Nunca ninguém me conseguiu explicar que crime era esse, o de ir comprar ovelhas a Espanha para vender barato em Portugal. Na altura, como hoje, o Estado dedicava-se a manter os preços artificialmente altos. Na época, recorria-se a uma burocracia alfandegária de assustar, aliada a fortes impostos aduaneiros. As tácticas não mudaram muito. Hoje recorre-se a uma miríade de impostos, directos e indirectos, que impedem os preços baixos e que asfixiam o pequeno comerciante.

Os contrabandistas eram os missionários do mercado livre, que mitigavam as consequências nefastas das políticas dos nossos governantes. Concorrência desleal? Com certeza. Tal como é concorrência desleal todos os subsídios e isenções que são dados às grandes empresas. A diferença é que num caso a deslealdade é legal e apoiada por políticos e partidos que procuram financiamentos e empregos. No outro caso, são as populações que agradecem. Já antes do 25 de Abril os contrabandistas tinham sido essenciais para ajudar os foragidos do regime a fugirem de assalto para França. Também nessa altura, foram os contrabandistas missionários da liberdade.

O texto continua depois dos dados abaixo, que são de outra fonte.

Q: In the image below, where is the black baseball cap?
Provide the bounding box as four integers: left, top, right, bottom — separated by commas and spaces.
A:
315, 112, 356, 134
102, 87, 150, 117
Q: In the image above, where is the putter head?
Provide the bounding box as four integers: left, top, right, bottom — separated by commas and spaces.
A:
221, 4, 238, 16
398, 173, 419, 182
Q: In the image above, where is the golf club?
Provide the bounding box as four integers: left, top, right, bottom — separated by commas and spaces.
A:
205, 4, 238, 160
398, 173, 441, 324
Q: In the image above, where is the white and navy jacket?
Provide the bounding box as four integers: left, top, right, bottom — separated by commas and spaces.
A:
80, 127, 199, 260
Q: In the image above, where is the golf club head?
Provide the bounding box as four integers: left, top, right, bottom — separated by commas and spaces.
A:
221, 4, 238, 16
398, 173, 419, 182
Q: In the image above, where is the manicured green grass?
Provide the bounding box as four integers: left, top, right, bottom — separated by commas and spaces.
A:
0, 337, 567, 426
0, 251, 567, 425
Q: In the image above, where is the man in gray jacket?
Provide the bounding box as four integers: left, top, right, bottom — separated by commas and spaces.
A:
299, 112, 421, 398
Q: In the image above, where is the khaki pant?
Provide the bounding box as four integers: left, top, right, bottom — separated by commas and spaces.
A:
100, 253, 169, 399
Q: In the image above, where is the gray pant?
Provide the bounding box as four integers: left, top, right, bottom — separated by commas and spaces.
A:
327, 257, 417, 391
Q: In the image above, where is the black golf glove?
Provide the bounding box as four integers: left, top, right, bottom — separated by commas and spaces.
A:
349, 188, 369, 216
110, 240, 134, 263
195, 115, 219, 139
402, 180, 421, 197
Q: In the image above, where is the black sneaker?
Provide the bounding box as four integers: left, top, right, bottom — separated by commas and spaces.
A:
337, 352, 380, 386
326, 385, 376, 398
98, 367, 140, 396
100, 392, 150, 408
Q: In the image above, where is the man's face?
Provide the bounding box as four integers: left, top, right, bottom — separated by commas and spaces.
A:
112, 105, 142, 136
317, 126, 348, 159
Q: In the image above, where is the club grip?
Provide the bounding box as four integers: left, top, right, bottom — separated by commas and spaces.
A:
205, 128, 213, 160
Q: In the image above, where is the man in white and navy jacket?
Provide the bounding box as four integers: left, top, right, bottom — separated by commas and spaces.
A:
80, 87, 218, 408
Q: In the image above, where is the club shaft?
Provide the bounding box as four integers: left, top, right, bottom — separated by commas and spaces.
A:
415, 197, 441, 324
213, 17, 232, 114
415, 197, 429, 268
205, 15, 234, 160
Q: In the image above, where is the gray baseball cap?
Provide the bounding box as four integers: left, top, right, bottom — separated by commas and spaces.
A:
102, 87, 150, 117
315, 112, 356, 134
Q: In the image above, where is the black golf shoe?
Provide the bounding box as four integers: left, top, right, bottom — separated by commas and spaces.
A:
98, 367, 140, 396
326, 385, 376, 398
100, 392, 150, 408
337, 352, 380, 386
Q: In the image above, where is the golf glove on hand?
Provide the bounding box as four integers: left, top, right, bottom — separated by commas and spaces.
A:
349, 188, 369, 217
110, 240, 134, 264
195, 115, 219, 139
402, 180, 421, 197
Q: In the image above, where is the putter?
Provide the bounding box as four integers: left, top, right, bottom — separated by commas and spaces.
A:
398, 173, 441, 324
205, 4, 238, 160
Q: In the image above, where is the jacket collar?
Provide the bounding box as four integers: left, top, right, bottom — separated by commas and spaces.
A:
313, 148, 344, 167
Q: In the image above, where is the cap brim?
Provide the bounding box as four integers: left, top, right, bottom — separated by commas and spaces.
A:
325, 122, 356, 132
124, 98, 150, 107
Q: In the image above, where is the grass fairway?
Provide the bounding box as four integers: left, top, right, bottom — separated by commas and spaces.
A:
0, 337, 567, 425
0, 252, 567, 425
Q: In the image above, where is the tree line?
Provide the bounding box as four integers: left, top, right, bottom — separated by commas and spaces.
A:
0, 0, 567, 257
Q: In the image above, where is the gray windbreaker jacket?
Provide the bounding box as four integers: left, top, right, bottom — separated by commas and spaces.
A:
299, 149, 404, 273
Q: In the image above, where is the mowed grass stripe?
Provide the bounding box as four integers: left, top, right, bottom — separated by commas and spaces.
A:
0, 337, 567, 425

Agora, com as fronteiras abertas, os ciganos correm as feiras deste país. São eles que desempenham a missão dos contrabandistas. Não estando institucionalizados, garantem preços acessíveis. O cigano enfrenta o poderio das grandes marcas, que conseguiram desenhar um sistema jurídico internacional que as protege e lhes dá o direito exclusivo de escrever um dado nome numa etiqueta.
Quem vai à feira sabe ao que vai. Não é enganado. O Cigano é honesto. Ainda na semana passada ouvi um cliente a perguntar a um cigano se aquela camisa era mesmo da ‘Hugo Boss’. Ao que o cigano respondeu:

- Acha? Acha mesmo que sim? Parece-lhe que se a marca fosse verdadeira eu a vendia tão barata? E não se preocupe com o número da calça. O número do cigano não diz nada. Leve as calças, se não servirem, volte cá para a semana. A gente troca.

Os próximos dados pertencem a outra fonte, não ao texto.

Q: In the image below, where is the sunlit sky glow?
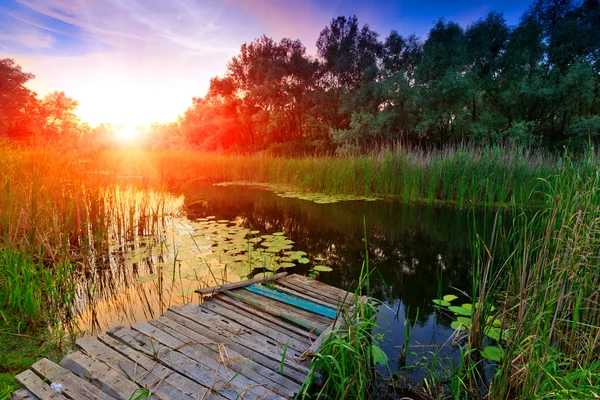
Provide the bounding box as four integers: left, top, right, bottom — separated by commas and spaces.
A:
0, 0, 528, 125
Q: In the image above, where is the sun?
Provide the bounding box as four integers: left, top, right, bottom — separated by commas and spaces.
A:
115, 124, 141, 142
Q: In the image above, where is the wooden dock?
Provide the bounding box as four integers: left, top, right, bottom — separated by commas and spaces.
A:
13, 275, 354, 400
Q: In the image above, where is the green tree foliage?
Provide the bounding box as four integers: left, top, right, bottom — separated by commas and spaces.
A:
0, 0, 600, 154
0, 58, 39, 138
0, 59, 83, 143
182, 0, 600, 152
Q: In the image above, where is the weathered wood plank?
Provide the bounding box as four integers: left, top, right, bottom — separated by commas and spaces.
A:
284, 274, 354, 303
277, 275, 354, 309
200, 300, 310, 353
237, 289, 333, 330
132, 319, 293, 397
195, 272, 287, 296
10, 388, 38, 400
277, 280, 347, 310
149, 317, 300, 397
60, 351, 145, 400
275, 284, 349, 311
211, 293, 318, 341
31, 358, 112, 400
77, 335, 211, 400
164, 307, 308, 383
108, 328, 281, 400
180, 303, 308, 371
225, 291, 324, 335
244, 284, 336, 319
15, 369, 66, 400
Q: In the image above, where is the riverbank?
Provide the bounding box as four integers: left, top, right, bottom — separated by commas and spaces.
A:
0, 143, 600, 395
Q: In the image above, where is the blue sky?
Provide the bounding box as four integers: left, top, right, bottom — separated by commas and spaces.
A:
0, 0, 529, 125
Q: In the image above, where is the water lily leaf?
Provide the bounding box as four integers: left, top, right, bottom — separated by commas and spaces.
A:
448, 306, 471, 317
483, 326, 508, 341
450, 321, 467, 331
135, 274, 158, 283
371, 344, 388, 365
481, 346, 504, 362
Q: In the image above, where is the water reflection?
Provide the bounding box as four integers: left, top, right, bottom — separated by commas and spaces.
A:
72, 182, 490, 376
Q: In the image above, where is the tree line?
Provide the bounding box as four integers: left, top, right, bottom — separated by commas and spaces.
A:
0, 0, 600, 154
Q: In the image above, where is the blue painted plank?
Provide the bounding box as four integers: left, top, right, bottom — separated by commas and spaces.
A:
244, 285, 337, 319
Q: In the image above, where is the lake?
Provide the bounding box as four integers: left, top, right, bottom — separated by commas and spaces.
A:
73, 181, 493, 379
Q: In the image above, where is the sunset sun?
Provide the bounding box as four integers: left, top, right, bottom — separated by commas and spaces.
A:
115, 124, 141, 143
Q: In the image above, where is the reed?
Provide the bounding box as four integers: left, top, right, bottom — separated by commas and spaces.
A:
492, 153, 600, 398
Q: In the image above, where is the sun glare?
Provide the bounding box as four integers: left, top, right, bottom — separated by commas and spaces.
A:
115, 125, 140, 142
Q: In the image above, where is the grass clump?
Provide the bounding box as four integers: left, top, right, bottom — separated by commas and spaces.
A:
300, 280, 381, 399
492, 154, 600, 399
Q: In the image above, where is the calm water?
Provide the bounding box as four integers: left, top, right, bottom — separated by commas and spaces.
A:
75, 182, 491, 377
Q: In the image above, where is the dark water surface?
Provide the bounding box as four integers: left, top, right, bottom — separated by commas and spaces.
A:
72, 182, 491, 377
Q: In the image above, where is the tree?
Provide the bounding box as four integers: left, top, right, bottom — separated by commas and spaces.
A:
41, 91, 79, 139
0, 58, 38, 139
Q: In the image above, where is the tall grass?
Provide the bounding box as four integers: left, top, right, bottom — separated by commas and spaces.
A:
0, 146, 182, 330
117, 146, 576, 206
492, 154, 600, 398
299, 238, 381, 399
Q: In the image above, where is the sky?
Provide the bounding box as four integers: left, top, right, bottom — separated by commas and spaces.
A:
0, 0, 528, 126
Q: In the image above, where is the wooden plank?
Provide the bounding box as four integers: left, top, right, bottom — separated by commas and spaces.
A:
77, 335, 210, 400
200, 300, 310, 353
161, 310, 308, 384
244, 284, 336, 319
277, 276, 354, 309
288, 274, 354, 303
60, 351, 145, 400
148, 317, 300, 398
15, 369, 66, 400
132, 319, 294, 397
210, 293, 317, 342
225, 291, 323, 335
277, 280, 348, 309
108, 328, 282, 400
174, 303, 309, 372
195, 272, 287, 296
236, 289, 333, 331
164, 307, 308, 383
10, 388, 38, 400
31, 358, 112, 400
275, 284, 348, 311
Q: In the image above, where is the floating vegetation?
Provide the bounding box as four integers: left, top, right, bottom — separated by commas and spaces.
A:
215, 181, 380, 205
118, 217, 310, 295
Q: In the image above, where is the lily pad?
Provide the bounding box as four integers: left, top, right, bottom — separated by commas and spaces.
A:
481, 346, 504, 362
448, 306, 471, 317
371, 344, 388, 365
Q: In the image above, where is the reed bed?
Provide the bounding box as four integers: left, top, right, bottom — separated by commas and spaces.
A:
0, 144, 600, 398
492, 154, 600, 399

A nossa GNR, como se a soldo das grandes marcas, vai-lhes confiscando a mercadoria sempre que pode. Encurralam o cigano, roubam-lhes o modo de vida, privam povoações inteiras dos seus produtos baratos. Tudo em nome do combate à Economia Paralela e à fuga aos impostos. Mas em vez de combaterem a economia paralela, estimulam uma economia subterrânea: a do tráfico de drogas.